Professor Gunnar Gislasen, Gentofte University Hospital, Denmark, talks to Cardio Debate about his recent study that investigates the differences in dual anti-platelet treatment for acute coronary syndrome in patients undergoing PCI or not.
Trascript
Well this is a register-based nationwide study from Denmark. We wanted to look at the persistence with dual antiplatelet therapy in patients with acute coronary syndrome.
We know that the guidelines recommended at least 12 months period of dual antiplatelet therapy for all patients after acute coronary syndrome. We have done a similar study in the early clodipogrel period, where we found that especially patients not undergoing revascularization, had no persistence on dual antiplatelet therapy, shorter treatment duration and less often started on therapy.
Now we have three different ADP receptor blockers available – clopidogrel, prasugrel and ticagrelor. So what we did, we identified all patients admitted with acute coronary syndrome – that is myocardial infarction and unstable angina – and we included in total 9700 patients, mainly patients with myocardial infarction, 90 per cent (8700 patients), and 1100 patients with unstable angina.
What we found, that patients not undergoing revascularization were less seldom started on dual antiplatelet therapy, especially among patients with unstable angina. And in total 30 per cent of patients were not started on dual antiplatelet therapy.
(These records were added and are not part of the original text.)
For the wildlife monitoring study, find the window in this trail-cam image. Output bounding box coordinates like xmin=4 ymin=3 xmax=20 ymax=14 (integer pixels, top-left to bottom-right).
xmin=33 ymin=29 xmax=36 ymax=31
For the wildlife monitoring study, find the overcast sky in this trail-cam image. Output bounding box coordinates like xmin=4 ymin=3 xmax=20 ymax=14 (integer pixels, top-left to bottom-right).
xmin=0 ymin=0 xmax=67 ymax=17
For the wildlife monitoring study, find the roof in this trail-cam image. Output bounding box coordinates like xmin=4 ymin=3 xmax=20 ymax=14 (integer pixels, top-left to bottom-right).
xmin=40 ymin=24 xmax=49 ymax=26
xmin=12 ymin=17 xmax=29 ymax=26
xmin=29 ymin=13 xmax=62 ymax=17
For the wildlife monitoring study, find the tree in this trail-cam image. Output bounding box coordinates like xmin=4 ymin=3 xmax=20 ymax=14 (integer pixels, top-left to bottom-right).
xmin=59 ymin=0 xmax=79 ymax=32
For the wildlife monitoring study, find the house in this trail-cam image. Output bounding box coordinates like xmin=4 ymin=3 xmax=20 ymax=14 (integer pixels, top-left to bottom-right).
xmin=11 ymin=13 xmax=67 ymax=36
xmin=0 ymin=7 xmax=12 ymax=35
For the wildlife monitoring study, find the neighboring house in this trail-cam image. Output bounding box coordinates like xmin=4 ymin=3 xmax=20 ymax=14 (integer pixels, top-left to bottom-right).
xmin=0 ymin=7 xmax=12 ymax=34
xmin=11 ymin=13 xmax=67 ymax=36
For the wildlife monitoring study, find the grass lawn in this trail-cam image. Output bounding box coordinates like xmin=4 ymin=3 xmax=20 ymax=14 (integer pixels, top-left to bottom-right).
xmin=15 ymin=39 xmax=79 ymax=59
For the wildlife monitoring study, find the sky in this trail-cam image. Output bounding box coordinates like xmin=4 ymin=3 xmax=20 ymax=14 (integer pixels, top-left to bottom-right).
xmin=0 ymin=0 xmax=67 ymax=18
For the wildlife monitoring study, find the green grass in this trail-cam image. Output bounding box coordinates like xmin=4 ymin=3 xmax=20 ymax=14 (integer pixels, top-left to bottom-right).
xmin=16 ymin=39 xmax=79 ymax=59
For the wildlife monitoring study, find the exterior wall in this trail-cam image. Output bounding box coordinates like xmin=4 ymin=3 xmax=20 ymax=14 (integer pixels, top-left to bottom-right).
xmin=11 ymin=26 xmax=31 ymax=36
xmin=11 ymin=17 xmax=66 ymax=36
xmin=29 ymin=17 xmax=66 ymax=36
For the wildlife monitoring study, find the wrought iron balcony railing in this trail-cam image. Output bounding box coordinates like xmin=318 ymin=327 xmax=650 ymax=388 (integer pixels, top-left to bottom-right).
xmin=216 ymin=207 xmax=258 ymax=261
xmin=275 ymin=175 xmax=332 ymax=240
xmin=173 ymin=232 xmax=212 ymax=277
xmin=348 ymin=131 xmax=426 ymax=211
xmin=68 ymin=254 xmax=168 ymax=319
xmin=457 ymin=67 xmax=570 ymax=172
When we looked at the persistence we found that approximately 30 per cent of patients stopped dual antiplatelet therapy after the first 60 days of treatment, especially among patients not undergoing revascularization.
So the conclusion of the study is that we need to be more focused on using dual antiplatelet therapy, starting patients on treatment and improving persistence, especially among patients not undergoing revascularization.
How will these findings impact on clinical practice?
Well the impact is that this is a treatment that we know prevents recurrent vascular events. We need to focus on patients where they are more likely to start treatment. We also need to focus on the individuals that we are not starting on therapy, and identify the reasons among doctors and health care personnel why they are not starting treatment. And then to secure long-term treatment – at least for most patients 12 months of treatment – we now need to focus on those patients that are most likely to discontinue treatment prematurely.